The Reagan administration's response to the martial law declaration - which included economic sanctions against Poland and accelerated covert support for the underground movement - was coordinated with the Vatican. The underground Solidarity network, sustained by continuing external support, maintained organizational capacity through the 1980s under conditions of severe repression.1

1989 Elections and Transition

After Jaruzelski's government entered into the Round Table negotiations with Solidarity in February-April 1989, partially free elections were scheduled for June 4, 1989. Solidarity candidates won 99 of 100 Senate seats and all 161 of the Sejm seats they were permitted to contest. The result destroyed the communist government's claim to political legitimacy and initiated the rapid transition that produced Tadeusz Mazowiecki as Poland's first non-communist prime minister in September 1989.

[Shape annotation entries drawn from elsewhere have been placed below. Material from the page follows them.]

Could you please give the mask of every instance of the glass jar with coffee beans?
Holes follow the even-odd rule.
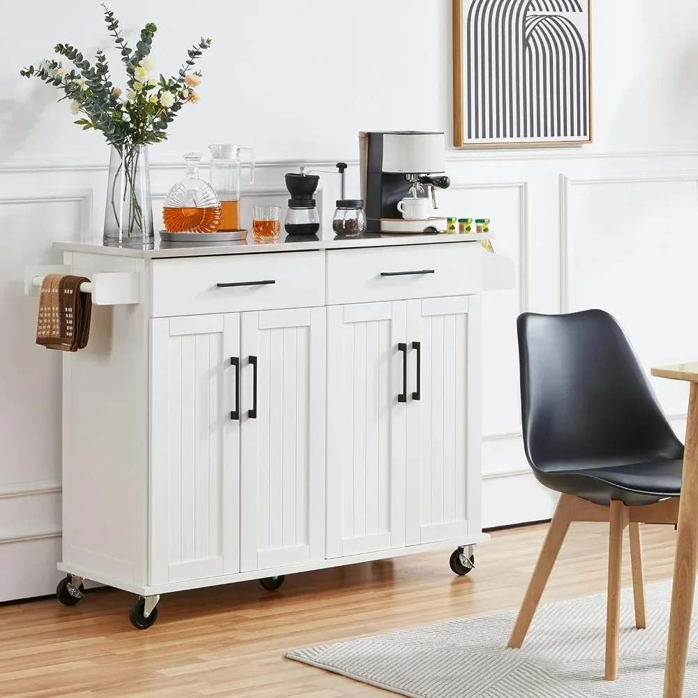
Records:
[[[366,232],[368,225],[363,199],[339,199],[332,219],[332,230],[337,235],[357,237]]]

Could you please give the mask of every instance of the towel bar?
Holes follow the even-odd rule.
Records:
[[[24,269],[24,293],[38,295],[48,274],[70,274],[68,265],[27,267]],[[79,272],[78,272],[79,273]],[[95,305],[131,305],[140,302],[140,274],[138,272],[98,272],[80,285],[84,293],[92,294]]]

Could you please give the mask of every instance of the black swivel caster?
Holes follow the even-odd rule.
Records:
[[[467,560],[465,563],[463,563],[463,558]],[[475,567],[475,556],[471,555],[470,558],[466,558],[463,548],[456,548],[451,554],[451,559],[449,560],[448,564],[450,565],[451,571],[454,574],[457,574],[459,577],[464,577]]]
[[[77,586],[73,584],[73,577],[68,574],[68,577],[61,579],[56,587],[56,598],[64,606],[75,606],[82,600],[84,595],[85,588],[82,583]]]
[[[139,630],[147,630],[158,619],[158,607],[156,606],[146,618],[145,599],[141,597],[131,607],[128,612],[128,620],[131,625]]]
[[[283,584],[284,579],[285,579],[285,577],[283,574],[280,574],[279,577],[267,577],[263,579],[260,579],[260,584],[262,585],[262,589],[266,589],[267,591],[276,591]]]

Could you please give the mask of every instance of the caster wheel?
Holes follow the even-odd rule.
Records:
[[[145,600],[139,599],[131,607],[128,612],[128,620],[131,625],[139,630],[147,630],[158,619],[158,607],[150,612],[150,615],[146,618]]]
[[[463,554],[463,551],[460,548],[456,548],[451,554],[451,559],[449,560],[448,563],[451,566],[451,571],[454,574],[457,574],[459,577],[463,577],[467,574],[472,569],[475,567],[475,556],[474,555],[470,556],[470,563],[473,567],[466,567],[463,564],[463,561],[461,560],[461,556]]]
[[[68,585],[70,582],[70,576],[68,574],[64,579],[61,579],[58,583],[58,586],[56,587],[56,598],[58,599],[59,602],[63,604],[64,606],[75,606],[76,604],[79,604],[82,600],[82,596],[74,596],[70,593],[68,590]],[[75,587],[73,587],[74,589]],[[77,587],[80,595],[85,593],[85,588],[82,584],[80,584]]]
[[[267,591],[276,591],[283,584],[284,579],[285,577],[283,574],[280,574],[279,577],[267,577],[260,579],[260,584],[262,585],[262,588]]]

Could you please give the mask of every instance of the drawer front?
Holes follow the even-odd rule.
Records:
[[[482,252],[475,243],[329,251],[327,304],[476,293]]]
[[[324,304],[323,252],[153,262],[154,318]]]

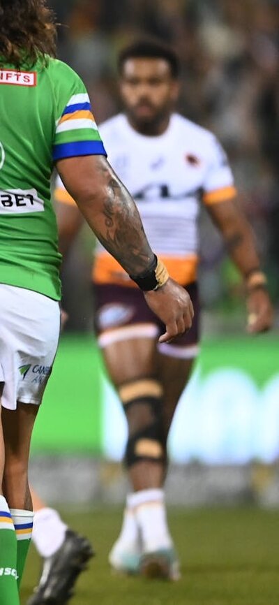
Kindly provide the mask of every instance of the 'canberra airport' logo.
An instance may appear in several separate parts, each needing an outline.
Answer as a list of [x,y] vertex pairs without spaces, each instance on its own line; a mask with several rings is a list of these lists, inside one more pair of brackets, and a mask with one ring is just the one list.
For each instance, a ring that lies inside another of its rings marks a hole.
[[29,371],[30,368],[31,368],[31,363],[25,363],[24,365],[20,365],[20,367],[18,369],[19,369],[20,372],[22,377],[22,380],[24,379],[24,378],[25,378],[27,372]]

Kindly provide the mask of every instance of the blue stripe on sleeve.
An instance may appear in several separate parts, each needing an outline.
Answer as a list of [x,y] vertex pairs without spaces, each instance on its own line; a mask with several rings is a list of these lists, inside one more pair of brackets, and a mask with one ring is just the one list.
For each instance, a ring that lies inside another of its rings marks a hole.
[[75,105],[69,105],[66,107],[62,115],[66,115],[67,113],[74,113],[75,111],[91,111],[91,105],[90,103],[76,103]]
[[101,140],[80,140],[75,143],[60,143],[54,145],[52,151],[52,159],[54,161],[75,156],[91,155],[107,156]]
[[18,525],[15,525],[15,530],[31,530],[33,523],[20,523]]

Wałęsa was elected President of Poland in 1990. The Polish transition became the model for the subsequent democratic revolutions in Hungary, Czechoslovakia, East Germany, and Romania that together ended communist rule in Eastern Europe by the close of 1989.1

  1. Ash, Timothy Garton. The Polish Revolution: Solidarity. Yale University Press, 2002. Paczkowski, Andrzej. Spring Will Be Ours: Poland and the Poles from Occupation to Freedom. Pennsylvania State University Press, 2003.
  2. Bernstein, Carl. "The Holy Alliance." Time, February 24, 1992. Beaty, Jonathan, and S.C. Gwynne. The Outlaw Bank: A Wild Ride into the Secret Heart of BCCI. Random House, 1993.